By Mark D. Hoadley, Contributing Writer

The Harvard Kennedy School announced yesterday that Liberian President Ellen Johnson-Sirleaf, the first elected female head of state in Africa, will deliver the school’s graduation speech on June 4.

Johnson-Sirleaf is a 1971 graduate of the school’s Mason Fellows Program, a mid-career masters in public administration. She has served as Liberian Finance Minister and held high-level positions at Citibank, the World Bank, and the United Nations Development Programme.

Kennedy School Dean David T. Ellwood ’75, who extended the formal offer, said doing so was an easy decision.

“[She] really does epitomize the best, in so many ways, of what we aspire to at the Kennedy School,” he said.

Johnson-Sirleaf addressed Harvard audiences in August 2005, during her presidential campaign, and in September 2006, just months after her inauguration.

Kennedy School Academic Dean Mary Jo Bane, who introduced Johnson-Sirleaf at the Institute of Politics’ John F. Kennedy Jr. Forum in 2006, is “very excited” to have the President back.

“She represents an aspiration for our students,” said Bane. “You can’t beat it.”

Second-year Kennedy School student Maureen “Molly” E. Kinder, who said she interned last summer in the Liberian Ministry of Finance, was equally enthusiastic. She said that Johnson-Sirleaf—the woman she calls her “hero”—received the interns warmly.

“The President arranged a private reception in her house for us,” she said. “Not long after we arrived she had dinner for us and we all got to meet her.”

Kinder lauded the quality policy discourse of Johnson-Sirleaf’s administration, saying her government counts many high-level academics and experienced world business leaders.

Her administrative dexterity has created optimism about the country’s future, according to Robert I. Rotberg, director of the Kennedy School’s Program on Intrastate Conflict, Conflict Prevention, and Conflict Resolution.

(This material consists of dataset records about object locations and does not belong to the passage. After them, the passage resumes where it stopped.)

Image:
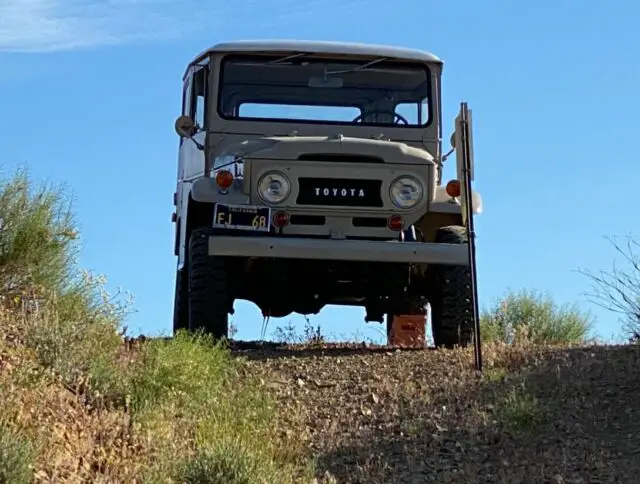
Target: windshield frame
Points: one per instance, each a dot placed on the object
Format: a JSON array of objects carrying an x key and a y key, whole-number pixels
[{"x": 428, "y": 113}]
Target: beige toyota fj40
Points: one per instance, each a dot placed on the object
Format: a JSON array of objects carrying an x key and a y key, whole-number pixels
[{"x": 310, "y": 173}]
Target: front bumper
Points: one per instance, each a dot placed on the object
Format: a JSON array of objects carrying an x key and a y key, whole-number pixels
[{"x": 347, "y": 250}]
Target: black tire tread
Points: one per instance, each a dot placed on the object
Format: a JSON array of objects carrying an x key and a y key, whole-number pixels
[
  {"x": 180, "y": 302},
  {"x": 451, "y": 299},
  {"x": 208, "y": 288}
]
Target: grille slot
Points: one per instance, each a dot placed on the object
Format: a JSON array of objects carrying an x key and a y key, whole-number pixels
[{"x": 337, "y": 192}]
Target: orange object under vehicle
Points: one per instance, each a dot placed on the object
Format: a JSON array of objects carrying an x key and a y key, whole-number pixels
[{"x": 408, "y": 331}]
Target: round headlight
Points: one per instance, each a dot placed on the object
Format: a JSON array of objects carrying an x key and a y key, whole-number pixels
[
  {"x": 274, "y": 187},
  {"x": 406, "y": 192}
]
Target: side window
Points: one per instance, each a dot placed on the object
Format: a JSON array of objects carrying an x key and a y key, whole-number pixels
[
  {"x": 416, "y": 114},
  {"x": 198, "y": 106}
]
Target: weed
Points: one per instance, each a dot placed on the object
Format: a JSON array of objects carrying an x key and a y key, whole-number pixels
[
  {"x": 17, "y": 456},
  {"x": 519, "y": 411}
]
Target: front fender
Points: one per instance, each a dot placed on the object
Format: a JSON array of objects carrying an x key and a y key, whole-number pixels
[
  {"x": 444, "y": 204},
  {"x": 205, "y": 190}
]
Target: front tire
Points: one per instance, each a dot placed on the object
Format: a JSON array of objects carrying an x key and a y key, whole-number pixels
[
  {"x": 180, "y": 302},
  {"x": 208, "y": 288},
  {"x": 451, "y": 297}
]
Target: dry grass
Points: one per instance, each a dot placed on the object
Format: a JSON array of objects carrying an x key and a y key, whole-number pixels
[
  {"x": 181, "y": 411},
  {"x": 191, "y": 412},
  {"x": 538, "y": 414}
]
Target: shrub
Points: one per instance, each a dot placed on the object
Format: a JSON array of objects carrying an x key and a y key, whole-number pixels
[
  {"x": 618, "y": 290},
  {"x": 535, "y": 316},
  {"x": 181, "y": 408}
]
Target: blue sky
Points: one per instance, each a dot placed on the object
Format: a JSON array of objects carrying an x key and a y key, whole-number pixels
[{"x": 89, "y": 91}]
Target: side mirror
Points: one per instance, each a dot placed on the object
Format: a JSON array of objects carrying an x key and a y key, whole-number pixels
[{"x": 185, "y": 126}]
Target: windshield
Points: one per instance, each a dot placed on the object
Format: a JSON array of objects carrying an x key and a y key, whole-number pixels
[{"x": 303, "y": 88}]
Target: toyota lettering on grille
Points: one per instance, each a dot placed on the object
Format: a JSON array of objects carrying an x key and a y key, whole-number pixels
[
  {"x": 340, "y": 192},
  {"x": 337, "y": 192}
]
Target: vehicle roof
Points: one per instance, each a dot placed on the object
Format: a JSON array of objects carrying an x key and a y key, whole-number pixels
[{"x": 316, "y": 46}]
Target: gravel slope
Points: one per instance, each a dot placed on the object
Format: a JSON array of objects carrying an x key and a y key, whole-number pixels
[{"x": 536, "y": 415}]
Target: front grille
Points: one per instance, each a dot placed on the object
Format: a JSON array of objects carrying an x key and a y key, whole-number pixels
[{"x": 338, "y": 192}]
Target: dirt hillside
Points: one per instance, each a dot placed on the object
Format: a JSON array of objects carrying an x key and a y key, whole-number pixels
[{"x": 536, "y": 415}]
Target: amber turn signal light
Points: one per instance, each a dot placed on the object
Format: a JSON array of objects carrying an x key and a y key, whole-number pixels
[
  {"x": 453, "y": 188},
  {"x": 224, "y": 179}
]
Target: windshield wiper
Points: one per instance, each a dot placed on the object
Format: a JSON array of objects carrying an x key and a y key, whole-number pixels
[
  {"x": 289, "y": 57},
  {"x": 359, "y": 68}
]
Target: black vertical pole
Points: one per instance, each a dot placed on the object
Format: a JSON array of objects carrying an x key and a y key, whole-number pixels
[{"x": 471, "y": 234}]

“She is successfully improving security, jump-starting the economy, transforming agriculture, and, most of all, giving her people a sense of hope after years of mayhem,” Rotberg said.

Johnson-Sirleaf has also set a precedent for collaboration between Harvard and Liberia.

Swanee Hunt, Director of the Kennedy School’s Women and Public Policy Program, said she has hosted Johnson-Sirleaf in her home during recent visits. Hunt said that a stream of Harvard professors conferred with the President.

“She was holding court in our room,” Hunt said.

Last year’s speaker, Pulitzer Prize-winning New York Times reporter and former Crimson editor Nicholas D. Kristof ’82, further praised the choice.

“She’s a terrific choice because nobody has faced a tougher challenge in administering a country, and so far, she’s doing a great job at an impossible task,” he said.